No private entity would fund science that has no possibility to be used in the near future.
Apparently some of them do. And more did in the past, before government money crowded out the private money.
But without govt. support, there would be little basic science.
According to the article, private money financed basic science before WWII.
The comparison to IBM is deeply flawed. IBM had a monopoly in high performance computing till a decade ago. As with every monopoly(Bell labs under AT & T is the best example), they guzzled dollars into basic science without a second thought. The payoff came decades later and most of the patent income this article cites probably comesfrom patents filed on the slightly modified basic science. No private company is in a position to guzzle zillions on basic science today without an immediate payoff.

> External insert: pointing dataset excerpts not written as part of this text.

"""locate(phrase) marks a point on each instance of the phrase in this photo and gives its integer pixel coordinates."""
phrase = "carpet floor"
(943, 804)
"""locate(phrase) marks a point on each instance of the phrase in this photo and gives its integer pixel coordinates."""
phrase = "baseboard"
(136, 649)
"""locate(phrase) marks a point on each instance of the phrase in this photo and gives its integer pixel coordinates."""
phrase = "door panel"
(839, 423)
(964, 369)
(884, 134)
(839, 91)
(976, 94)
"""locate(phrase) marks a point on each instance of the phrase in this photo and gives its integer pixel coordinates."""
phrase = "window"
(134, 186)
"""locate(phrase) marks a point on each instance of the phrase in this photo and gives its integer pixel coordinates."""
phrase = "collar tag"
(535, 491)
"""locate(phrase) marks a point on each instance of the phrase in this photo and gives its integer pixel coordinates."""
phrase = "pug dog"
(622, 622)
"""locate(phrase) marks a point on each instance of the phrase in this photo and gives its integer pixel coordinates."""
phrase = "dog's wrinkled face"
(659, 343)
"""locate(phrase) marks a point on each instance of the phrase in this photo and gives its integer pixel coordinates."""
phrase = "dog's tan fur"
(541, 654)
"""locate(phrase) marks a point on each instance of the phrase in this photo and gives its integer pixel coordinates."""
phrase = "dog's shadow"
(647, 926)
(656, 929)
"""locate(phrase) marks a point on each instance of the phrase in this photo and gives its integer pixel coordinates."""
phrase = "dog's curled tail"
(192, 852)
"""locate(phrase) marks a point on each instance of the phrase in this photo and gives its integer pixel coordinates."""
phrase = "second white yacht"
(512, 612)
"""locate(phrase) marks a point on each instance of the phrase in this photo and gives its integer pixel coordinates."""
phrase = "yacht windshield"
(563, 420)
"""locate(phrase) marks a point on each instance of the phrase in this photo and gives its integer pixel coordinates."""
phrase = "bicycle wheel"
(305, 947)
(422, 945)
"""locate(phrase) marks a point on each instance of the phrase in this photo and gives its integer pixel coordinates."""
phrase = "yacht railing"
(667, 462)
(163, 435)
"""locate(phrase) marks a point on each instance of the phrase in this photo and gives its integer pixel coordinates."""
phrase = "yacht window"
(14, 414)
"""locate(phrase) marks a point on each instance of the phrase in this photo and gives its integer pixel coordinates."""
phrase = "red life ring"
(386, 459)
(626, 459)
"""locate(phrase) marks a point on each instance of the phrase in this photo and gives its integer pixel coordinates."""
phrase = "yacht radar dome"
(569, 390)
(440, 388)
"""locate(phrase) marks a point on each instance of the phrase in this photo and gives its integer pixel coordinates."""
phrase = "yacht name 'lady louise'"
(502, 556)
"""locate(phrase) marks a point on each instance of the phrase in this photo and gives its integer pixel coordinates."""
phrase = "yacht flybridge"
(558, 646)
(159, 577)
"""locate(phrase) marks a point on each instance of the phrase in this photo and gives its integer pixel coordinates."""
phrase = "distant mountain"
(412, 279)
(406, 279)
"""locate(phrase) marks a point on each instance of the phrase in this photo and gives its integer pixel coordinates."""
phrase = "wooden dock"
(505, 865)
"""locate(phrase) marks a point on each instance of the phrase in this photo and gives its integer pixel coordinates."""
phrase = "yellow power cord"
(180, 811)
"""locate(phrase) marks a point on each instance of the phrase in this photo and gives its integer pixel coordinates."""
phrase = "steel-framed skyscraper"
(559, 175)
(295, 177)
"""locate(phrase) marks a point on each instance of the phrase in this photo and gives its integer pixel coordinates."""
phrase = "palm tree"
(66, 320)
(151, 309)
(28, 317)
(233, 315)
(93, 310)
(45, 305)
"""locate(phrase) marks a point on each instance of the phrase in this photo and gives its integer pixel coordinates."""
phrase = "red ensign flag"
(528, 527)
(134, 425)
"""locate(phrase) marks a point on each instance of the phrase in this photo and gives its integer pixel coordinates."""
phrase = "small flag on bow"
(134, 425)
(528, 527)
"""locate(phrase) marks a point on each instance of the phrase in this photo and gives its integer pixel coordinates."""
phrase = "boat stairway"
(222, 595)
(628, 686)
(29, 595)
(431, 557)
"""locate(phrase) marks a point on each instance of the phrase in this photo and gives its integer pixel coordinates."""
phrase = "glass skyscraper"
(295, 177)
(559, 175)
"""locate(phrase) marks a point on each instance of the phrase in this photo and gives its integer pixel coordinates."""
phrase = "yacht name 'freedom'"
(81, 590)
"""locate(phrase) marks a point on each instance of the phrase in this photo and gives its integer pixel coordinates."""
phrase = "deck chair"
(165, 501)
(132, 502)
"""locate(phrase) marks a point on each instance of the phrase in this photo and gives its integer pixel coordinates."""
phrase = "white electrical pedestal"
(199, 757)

I have to disagree on several points. First, IBM did not have a monopoly in computing. Yes, they were the biggest; but they had competitors, both here and abroad. They did research to stay the biggest. (Full disclosure: I worked for IBM for a short time.)
More to the point, IBM has competitors today. And yet, as the article points out, IBM continues to excel in research, both applied and "pure." (Dr. Kealey argues that the distinction between pure and applied research is somewhat exaggerated anyway, and I agree with him.)
AT&T was a monopoly for many years and yes, Bell Labs was a tremendous source of basic and applied research. But AT&T was unique in that respect. Many other companies that were not protected monopolies conducted
No private company is in a position to guzzle zillions on basic science today without an immediate payoff.
I see two things wrong with this statement. First, you seem to imply that basic science requires the "guzzling" of enormous amounts of money to thrive. I am not sure that is true. (Much of that money is wasted, at least at the universities.) Second, companies are not the only private entities that fund research: foundations and individuals do too.
By "fun" I meant "doing pure science for the love of it, not because there's going to be a dollar bill at the end of the project." That of course is how scientists operate, or want to operate: many of them would do the work even if they had to pay to get into the laboratory rather than the other way around.